Frederick G. Katzmann (September 12, 1875 – October 15, 1953) was an American attorney and politician from Massachusetts who served as district attorney for Norfolk and Plymouth counties. He prosecuted Nicola Sacco and Bartolomeo Vanzetti for armed robbery and murder in a case that drew worldwide attention.

Early life
Katzmann was born on September 12, 1875 in Roxbury. He graduated from Boston Latin School in 1892 and Harvard College in 1896. From 1896 to 1902 he worked as an assistant superintendent of the Hyde Park, Denham and Milton Light and Power Company. In 1902 he graduated from the Boston University School of Law.

Political career
From 1907 to 1908, Katzmann represented the 3rd Norfolk District in the Massachusetts House of Representatives.
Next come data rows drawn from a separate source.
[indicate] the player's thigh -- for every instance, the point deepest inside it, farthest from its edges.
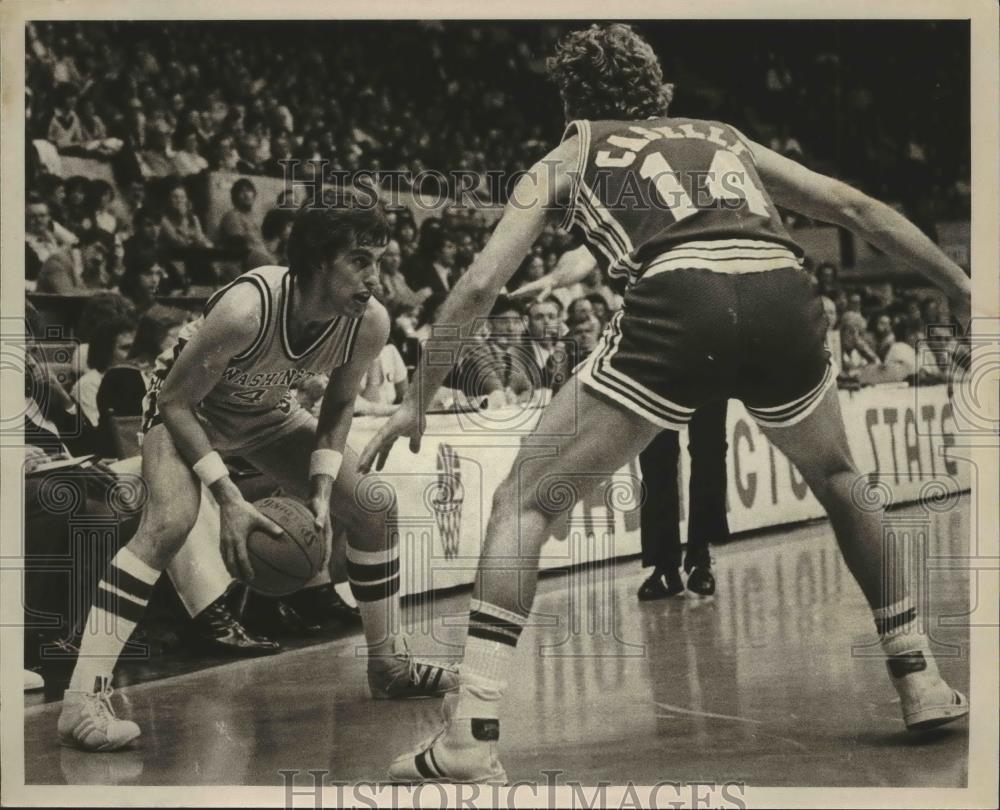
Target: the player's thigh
(581, 440)
(173, 492)
(817, 445)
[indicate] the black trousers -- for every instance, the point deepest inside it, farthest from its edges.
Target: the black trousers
(660, 514)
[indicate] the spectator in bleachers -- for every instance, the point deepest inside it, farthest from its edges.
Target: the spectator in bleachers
(64, 128)
(180, 227)
(79, 269)
(187, 155)
(855, 351)
(141, 280)
(92, 127)
(395, 289)
(281, 149)
(600, 307)
(77, 215)
(275, 230)
(42, 234)
(544, 323)
(110, 344)
(101, 201)
(246, 148)
(155, 159)
(430, 270)
(882, 333)
(123, 385)
(239, 229)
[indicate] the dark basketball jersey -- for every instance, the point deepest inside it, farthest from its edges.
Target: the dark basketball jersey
(679, 191)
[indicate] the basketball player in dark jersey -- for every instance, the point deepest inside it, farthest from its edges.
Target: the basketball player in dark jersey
(227, 386)
(717, 307)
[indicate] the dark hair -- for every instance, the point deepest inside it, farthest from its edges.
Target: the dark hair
(275, 221)
(101, 307)
(608, 71)
(323, 231)
(239, 185)
(102, 343)
(152, 329)
(549, 299)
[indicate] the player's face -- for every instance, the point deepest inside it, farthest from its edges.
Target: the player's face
(543, 321)
(348, 281)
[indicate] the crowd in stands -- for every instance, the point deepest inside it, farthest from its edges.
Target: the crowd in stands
(162, 104)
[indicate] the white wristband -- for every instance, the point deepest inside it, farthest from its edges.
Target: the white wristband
(210, 468)
(325, 462)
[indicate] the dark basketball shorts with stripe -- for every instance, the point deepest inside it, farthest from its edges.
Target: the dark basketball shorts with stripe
(686, 337)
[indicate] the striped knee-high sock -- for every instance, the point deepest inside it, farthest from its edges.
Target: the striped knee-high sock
(121, 599)
(906, 649)
(489, 651)
(374, 578)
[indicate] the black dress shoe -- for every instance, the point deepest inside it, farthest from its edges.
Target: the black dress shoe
(217, 629)
(701, 581)
(661, 585)
(277, 618)
(321, 604)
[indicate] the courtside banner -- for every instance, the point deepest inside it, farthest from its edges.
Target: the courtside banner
(901, 436)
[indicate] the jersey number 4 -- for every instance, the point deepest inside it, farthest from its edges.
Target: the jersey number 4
(727, 180)
(250, 395)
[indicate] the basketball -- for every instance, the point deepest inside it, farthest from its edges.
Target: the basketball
(283, 564)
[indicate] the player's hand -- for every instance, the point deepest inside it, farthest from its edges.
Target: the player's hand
(319, 505)
(237, 520)
(537, 289)
(407, 421)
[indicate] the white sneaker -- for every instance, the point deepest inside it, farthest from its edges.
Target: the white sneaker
(88, 721)
(400, 676)
(464, 750)
(33, 681)
(927, 700)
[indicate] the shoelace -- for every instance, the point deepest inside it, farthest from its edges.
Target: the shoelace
(105, 710)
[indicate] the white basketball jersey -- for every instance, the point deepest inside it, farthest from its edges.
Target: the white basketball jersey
(254, 392)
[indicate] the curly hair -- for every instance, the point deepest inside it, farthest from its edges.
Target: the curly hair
(608, 71)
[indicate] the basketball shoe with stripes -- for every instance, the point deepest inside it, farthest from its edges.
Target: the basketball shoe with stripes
(400, 676)
(926, 698)
(464, 750)
(88, 721)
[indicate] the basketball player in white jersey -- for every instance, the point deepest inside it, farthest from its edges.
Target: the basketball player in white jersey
(717, 306)
(226, 387)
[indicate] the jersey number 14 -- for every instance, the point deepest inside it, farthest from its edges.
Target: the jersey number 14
(738, 186)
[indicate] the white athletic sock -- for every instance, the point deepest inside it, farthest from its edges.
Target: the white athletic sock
(374, 578)
(906, 648)
(489, 652)
(121, 600)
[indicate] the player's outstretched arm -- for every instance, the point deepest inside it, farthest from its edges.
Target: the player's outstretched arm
(573, 266)
(793, 186)
(229, 329)
(534, 199)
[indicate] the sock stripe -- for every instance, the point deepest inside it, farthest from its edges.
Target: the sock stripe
(479, 606)
(129, 583)
(121, 593)
(433, 761)
(478, 618)
(372, 557)
(890, 624)
(422, 766)
(126, 560)
(891, 610)
(116, 605)
(487, 634)
(374, 593)
(367, 572)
He also served as chairman of the Hyde Park Republican committee.

Legal career
Katzmann began his legal career in the office of Richard S. Dow. He later opened his office with his brother Percy A. Katzmann in Hyde Park. The two opened a second office in Boston and in 1905 former district attorney Thomas E. Grover joined the firm. In December 20, 1909 he was appointed as an assistant district attorney for the southeastern district (Norfolk and Plymouth counties).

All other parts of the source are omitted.